As dimensões racista, xenófoba, misógina ou globalmente autocráticas | João Mendes

Há quem não compreenda as dimensões racista, xenófoba, misógina ou globalmente autocrática – to name a few – do Chega. Pior: há quem as compreenda, compreendendo também as consequências que daí resultam, mas opta por desvalorizar e normalizar, por ódio à esquerda, por simpatia envergonhada pelo Chega ou por comungar do mesmo ideário. Ou por todos estes motivos. E mais alguns.

Daqui salta-se quase sempre para a vitimização. E uma das modalidades de vitimização mais comuns é esta: então e a extrema-esquerda? Quando me deparo com esta sobrevorização do papel de micropartidos como o MRPP ou o MAS, fico sempre perplexo. Bem sei que o MRPP defende a morte dos traidores, mas será que alguém os leva a sério? Têm relevância política? Recebem financiamento significativo que possa transformar estes partidos numa ameaça real? Não, não e não. Três vezes não.

Depois percebo que estão a falar do BE e o PCP. E pergunto-me, como pergunto a essas pessoas, quando me cruzo com elas, que ameaça representam estes dois partidos. Raramente obtenho uma resposta clara e objectiva. Só frases feitas e clichés. Aparentemente, o BE quer impor uma ditadura em que todos temos que ser gays. E quer sair da Europa. E do Euro. Raios, isto é uma grande ameaça! Imagino-os logo na rua, de cabeça rapada, a espancar transeuntes pelo seu europeismo. Fico até com algum medo, na medida em que sou acérrimo defensor da UE, e a seguir posso ser eu.

O próprio PCP, a quem devo em parte a minha liberdade, é também uma enorme ameaça. Quer mais direitos para os trabalhadores, melhores salários e mais autodeterminação, para além da rejeição da pertença às organizações internacionais como a UE e a NATO. Mas, como me dizia há dias um anarquista, o PCP já não é o que era. É, segundo ele, um partido de direita. Ri-me para dentro, não fosse apanhar duas lostras, e deixei por ali.

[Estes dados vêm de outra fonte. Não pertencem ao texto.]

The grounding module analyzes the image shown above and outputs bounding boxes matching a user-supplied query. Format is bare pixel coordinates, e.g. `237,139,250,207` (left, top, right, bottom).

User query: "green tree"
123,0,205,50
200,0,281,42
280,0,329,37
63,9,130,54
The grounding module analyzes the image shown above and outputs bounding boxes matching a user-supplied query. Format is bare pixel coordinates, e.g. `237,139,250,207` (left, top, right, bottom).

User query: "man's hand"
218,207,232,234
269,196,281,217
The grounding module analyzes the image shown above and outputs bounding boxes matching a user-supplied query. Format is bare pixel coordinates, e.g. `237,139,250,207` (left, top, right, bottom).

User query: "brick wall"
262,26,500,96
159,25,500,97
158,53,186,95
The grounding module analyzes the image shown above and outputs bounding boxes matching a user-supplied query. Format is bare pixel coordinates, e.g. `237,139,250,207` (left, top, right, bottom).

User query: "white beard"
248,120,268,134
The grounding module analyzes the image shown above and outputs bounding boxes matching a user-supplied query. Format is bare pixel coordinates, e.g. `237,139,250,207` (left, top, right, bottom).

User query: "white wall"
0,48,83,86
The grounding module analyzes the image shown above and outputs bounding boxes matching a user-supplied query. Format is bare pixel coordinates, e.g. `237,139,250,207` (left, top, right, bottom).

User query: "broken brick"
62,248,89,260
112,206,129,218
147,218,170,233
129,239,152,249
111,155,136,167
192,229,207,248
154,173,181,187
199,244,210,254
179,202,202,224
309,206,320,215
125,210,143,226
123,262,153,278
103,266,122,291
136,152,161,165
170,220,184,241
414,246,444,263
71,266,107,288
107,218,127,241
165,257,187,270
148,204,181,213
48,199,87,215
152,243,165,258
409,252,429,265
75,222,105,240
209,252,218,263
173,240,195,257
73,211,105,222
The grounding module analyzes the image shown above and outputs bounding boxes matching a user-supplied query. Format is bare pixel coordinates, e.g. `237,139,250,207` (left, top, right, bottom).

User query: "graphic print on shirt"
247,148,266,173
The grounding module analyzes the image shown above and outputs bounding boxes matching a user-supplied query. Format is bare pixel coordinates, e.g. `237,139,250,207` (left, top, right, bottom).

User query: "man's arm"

É verdade que o PCP tem momentos pouco recomendáveis no seu passado. Mas o PREC foi há 45 anos. E, desde então, moderou-se, defende um regime pluripartidário, afirma-se confortável com a existência de uma economia mista e tem sido um dos mais acérrimos defensores da Constituição. Defende a autodeterminação de regimes totalitários? Defende, e isso, a meu ver, é inaceitável. Mas quem é que, à direita, defende um corte de relações com a China? Quem é que, à direita, põe em causa o poder de Xi Jinping? Quem é que, à direita, se opôs a venda de empresas estratégicas portuguesas ao regime totalitário chinês? E quem fala da China fala de uma Arábia Saudita, de um Qatar ou de uns Emirados Árabes Unidos? Quem, à direita, contesta estes regimes? E quando escrevo “à direita”, refiro-me, obviamente, aos partidos de direita. Tenho muitos amigos de direita que, como eu, que sou de esquerda, rejeitam de forma igual todos estes regimes. Sem “mas” ou whataboutisms. Mas falar do apoio do PCP ao regime norte-coreano e ignorar os tapetes vermelhos que a direita ocidental estende aos Kim Jongs do Golfo é de uma hipocrisia colossal.

Ainda recentemente, quando Marcelo foi em visita oficial à China, levou consigo uma grande comitiva, que incluiu todos os partidos com assento parlamentar (Livre, IL e CH ainda não estavam no AR). Todos excepto um: o Bloco de Esquerda, que recusou o convite presidencial devido às restrições à liberdade e constantes violações dos direitos humanos por parte de Pequim. Os restantes lá foram, beijar o anel ao regime que detém muitos dos nossos anéis. Marcelo até se babou todo, em directo, ao lado de Xi. Recordam-se? Se calhar não. Se fosse o Jerónimo ninguém se esquecia.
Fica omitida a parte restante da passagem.